Detection and classification of defect patterns on semiconductor wafers

IIE Transactions, Dec, 2006 by Chih-Hsuan Wang, Way Kuo, Halima Bensmail

1. Introduction

The manufacture of integrated circuits is a complex and costly process that involves hundreds of steps and requires the monitoring of many process parameters throughout the production process. Today, even using highly automated and precisely positioned equipment located in a near-dust-free clean room and operated by well-trained process engineers, the occurrence of point defects still cannot be avoided (Kuo et al, 1998; Kuo and Kim, 1999). Since clustered point defects on a wafer are often due to process problems or human mistakes, information about cluster size, geometric shape, and spatial location is extremely valuable to process engineers seeking to recognize potential production problems. In general, defect patterns can be regarded as a superposition of two main components acting independently (Friedman et al., 1997; Hansen et al., 1997): the first is random point defects (particle related) and the second is systematic clusters (process related). Random point defects are often regarded as being due to problems in the clean room and tend to rise and fall with the overall cleanliness of the environment. Systematic defects caused by assignable cause are, however, usually attributed to process equipment faults and/or human mistakes.

Reducing random point defects needs a long-term gradual improvement in clean room operation protocols or an expensive equipment overhaul, however, removing systematic defects requires a series of automatic detection and classification processes. An important objective of defect recognition (including defect detection and defect classification) is the early identification of process problems (Chou et al., 1997). Defect detection consists in removing the random defects from the measured data (denoising) whilst defect classification consists in sorting systematic defects into a set of predefined and meaningful categories. The defect patterns on a wafer contain useful information which can be used to highlight potential manufacturing problems for example: (i) an elliptical zone often arises due to problems in the thin film deposition process; (ii) a circular ring is due to problems in the etching step; and (iii) a linear scratch is a result of machine handling problems (Chen and Liu, 2000; Liu et al., 2002). In addition, if the pattern is located around the wafer center (bulls eye) or along the wafer's edge (circular ring), this may be a result of nonuniformities created in the thin film deposition process or an uneven temperature distribution during the rapid thermal annealing process (Hansen et al., 1997). Therefore, identifying meaningful defect patterns on a wafer and relating them to their root causes is a critical step towards successful semiconductor manufacture.
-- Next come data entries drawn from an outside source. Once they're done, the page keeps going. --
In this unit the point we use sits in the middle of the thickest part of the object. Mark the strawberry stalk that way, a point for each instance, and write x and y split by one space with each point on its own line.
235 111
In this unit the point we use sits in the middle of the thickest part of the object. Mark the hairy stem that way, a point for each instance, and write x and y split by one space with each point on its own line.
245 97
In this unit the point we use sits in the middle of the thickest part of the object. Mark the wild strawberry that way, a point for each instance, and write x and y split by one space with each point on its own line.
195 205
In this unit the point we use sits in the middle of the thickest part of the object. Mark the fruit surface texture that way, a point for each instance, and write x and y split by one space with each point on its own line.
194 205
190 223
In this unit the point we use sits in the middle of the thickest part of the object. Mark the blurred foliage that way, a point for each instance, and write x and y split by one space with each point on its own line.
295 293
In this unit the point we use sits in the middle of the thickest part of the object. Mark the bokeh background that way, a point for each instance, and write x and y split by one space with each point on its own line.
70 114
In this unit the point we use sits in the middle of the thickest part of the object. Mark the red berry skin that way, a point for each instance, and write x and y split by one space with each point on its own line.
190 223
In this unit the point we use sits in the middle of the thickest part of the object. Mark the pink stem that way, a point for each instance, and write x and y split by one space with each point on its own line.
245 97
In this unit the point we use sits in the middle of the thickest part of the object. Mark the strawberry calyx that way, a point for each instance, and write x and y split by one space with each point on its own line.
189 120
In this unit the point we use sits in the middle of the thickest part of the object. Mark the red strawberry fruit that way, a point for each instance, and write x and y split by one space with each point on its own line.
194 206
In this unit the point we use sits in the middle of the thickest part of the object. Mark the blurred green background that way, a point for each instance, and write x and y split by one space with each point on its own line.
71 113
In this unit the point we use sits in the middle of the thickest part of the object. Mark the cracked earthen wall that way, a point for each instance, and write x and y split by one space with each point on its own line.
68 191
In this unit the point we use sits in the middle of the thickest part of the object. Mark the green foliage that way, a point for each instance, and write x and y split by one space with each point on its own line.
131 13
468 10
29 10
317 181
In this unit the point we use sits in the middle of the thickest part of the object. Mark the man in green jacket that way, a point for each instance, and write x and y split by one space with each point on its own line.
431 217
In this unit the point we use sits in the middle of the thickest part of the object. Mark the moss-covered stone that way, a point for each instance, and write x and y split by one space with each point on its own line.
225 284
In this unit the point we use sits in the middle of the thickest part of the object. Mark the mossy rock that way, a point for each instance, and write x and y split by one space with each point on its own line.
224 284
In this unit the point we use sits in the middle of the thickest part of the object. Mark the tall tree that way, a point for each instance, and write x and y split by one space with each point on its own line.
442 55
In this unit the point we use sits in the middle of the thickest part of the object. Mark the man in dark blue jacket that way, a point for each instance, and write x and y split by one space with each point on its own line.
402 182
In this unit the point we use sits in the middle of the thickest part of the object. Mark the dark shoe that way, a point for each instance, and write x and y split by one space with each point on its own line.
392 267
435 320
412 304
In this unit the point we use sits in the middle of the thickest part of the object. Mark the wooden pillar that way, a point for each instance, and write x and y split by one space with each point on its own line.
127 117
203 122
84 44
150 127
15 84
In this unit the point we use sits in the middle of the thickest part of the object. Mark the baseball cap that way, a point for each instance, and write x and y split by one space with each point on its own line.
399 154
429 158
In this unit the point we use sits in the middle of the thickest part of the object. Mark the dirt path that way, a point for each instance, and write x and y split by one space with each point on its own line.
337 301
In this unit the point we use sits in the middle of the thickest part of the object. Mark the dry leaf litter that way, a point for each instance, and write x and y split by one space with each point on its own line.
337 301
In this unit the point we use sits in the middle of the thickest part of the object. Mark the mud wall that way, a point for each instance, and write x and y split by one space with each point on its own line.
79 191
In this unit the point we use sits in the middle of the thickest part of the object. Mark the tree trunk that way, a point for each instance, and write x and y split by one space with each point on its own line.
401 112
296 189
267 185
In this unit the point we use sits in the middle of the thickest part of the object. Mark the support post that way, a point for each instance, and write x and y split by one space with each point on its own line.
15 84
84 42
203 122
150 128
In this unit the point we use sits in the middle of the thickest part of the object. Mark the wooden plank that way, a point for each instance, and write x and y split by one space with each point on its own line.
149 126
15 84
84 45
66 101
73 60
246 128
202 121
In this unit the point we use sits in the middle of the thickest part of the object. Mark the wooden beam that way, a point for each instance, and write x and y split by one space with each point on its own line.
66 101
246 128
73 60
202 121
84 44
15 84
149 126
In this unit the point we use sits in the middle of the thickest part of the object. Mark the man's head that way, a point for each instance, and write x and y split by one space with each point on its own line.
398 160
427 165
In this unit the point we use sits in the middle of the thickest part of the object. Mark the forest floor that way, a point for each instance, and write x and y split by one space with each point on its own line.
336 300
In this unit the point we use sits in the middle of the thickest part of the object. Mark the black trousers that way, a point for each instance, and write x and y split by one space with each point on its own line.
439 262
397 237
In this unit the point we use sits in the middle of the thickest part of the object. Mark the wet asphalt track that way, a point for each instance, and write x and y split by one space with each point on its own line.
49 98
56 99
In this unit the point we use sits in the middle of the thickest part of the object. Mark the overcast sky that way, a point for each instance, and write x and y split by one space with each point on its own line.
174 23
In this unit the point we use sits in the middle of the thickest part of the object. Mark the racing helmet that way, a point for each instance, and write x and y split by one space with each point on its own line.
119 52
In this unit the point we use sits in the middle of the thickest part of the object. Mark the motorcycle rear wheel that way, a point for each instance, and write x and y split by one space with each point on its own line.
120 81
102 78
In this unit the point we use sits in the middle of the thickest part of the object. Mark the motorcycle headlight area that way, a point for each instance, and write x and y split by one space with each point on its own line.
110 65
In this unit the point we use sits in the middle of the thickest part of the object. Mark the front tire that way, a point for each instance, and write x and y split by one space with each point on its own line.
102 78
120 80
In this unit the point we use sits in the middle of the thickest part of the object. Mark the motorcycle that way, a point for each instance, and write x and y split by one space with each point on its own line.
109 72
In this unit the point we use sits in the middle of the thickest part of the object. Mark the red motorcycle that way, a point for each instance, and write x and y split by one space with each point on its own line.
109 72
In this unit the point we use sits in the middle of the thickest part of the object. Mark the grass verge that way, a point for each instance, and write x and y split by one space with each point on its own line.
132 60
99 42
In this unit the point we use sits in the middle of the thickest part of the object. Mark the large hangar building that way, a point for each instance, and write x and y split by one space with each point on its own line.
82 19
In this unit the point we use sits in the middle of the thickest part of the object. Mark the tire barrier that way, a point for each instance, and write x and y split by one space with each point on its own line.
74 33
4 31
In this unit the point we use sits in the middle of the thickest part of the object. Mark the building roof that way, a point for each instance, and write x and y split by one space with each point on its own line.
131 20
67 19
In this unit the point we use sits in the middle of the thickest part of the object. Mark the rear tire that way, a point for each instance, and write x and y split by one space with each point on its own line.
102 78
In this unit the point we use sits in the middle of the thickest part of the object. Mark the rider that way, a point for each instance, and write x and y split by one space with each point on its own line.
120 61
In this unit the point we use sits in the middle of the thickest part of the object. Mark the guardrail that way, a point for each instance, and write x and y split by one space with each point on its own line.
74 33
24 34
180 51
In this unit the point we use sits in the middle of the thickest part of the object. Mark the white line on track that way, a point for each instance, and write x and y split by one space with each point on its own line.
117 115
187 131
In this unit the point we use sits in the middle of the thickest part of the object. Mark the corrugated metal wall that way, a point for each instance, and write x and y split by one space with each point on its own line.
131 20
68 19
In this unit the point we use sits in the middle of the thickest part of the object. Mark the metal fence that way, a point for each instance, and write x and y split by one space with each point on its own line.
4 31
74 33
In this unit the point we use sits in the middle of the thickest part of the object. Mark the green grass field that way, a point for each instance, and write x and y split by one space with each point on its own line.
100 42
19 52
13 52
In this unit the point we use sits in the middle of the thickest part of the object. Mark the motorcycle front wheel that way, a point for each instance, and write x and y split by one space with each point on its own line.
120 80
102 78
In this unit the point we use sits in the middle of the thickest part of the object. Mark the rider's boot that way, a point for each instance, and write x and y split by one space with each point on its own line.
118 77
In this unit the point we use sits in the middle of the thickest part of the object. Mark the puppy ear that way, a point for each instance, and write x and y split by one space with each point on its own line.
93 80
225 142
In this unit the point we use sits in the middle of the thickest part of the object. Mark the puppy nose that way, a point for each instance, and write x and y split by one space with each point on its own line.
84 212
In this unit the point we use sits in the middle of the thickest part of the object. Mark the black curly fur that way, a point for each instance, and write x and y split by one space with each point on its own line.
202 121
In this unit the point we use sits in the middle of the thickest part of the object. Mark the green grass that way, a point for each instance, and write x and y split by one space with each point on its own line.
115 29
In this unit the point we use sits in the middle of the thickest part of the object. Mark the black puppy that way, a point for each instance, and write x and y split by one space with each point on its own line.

Traditionally, the problem of defect recognition is addressed through visual inspection by quality engineers using a scanning electron microscope. This manual approach results in numerous misidentifications and is expensive in terms of personnel costs. Since the large amount of data generated in semiconductor manufacturing makes manual checking extremely time consuming and relatively difficult, current research (Chou et al., 1997) is focused on delegating this task to Automatic Defect Detection (ADD) and Automatic Defect Classification (ADC) processes. Automating the detection and classification processes leads to: (i) a reduction in the operator workload; (ii) more defects being reviewed; and (iii) an improvement in both the accuracy and consistency. The expected reduction in individual chip size coupled with an increase in the size of processed wafers from 8 inches to 12 inches means that techniques such as ADD and ADC are becoming increasingly desirable. In real applications, however, it is quite difficult to determine the number of systematic clusters and then to separate the convex (linear scratch, elliptic zone) and nonconvex (circular ring) defect patterns simultaneously. Therefore, an integrated approach composed of a spatial filter, a classification module and an estimation module is proposed to solve these problems. The remainder of this paper is organized as follows. Section 2 reviews the relevant literature and model formulations are presented in Section 3. In Section 4, experimental studies are reported. Conclusions are drawn in Section 5.

2. Literature review

There are numerous papers on yield modeling using classical Poisson, compound Poisson, and generalized Poisson models (Cunningham, 1990; Raghavachari et al., 1997). A Poisson model was the first model to be used to explain the occurrence of defects on semiconductor wafers. Simply speaking, the classical Poisson model implies that: (i) the occurrence of a defect at a location on a wafer is independent of the defects at other locations; and (ii) the likelihood of the occurrence of a defect is almost the same at all locations (Ferris-Prabhu, 1990). It should be noted that the assumption of spatial homogeneity needs a randomness test to guarantee its validity. Jun et al. (1999) proposed the use of a cluster index created by projecting the locations of defects along the X and Y axes on to a wafer map. By checking the uniformity of the distribution of the step distance along the two axes, it is possible to conclude whether or not the randomness property holds. Taam and Hamada (1993) used joint-count statistics around a king-move chessboard to test the randomness of defect patterns. If the randomness of the homogeneous Poisson model holds, the summation of good-good dies with bad-bad dies (GG BB) should be almost equal to twice the number of good-bad dies (GB BG).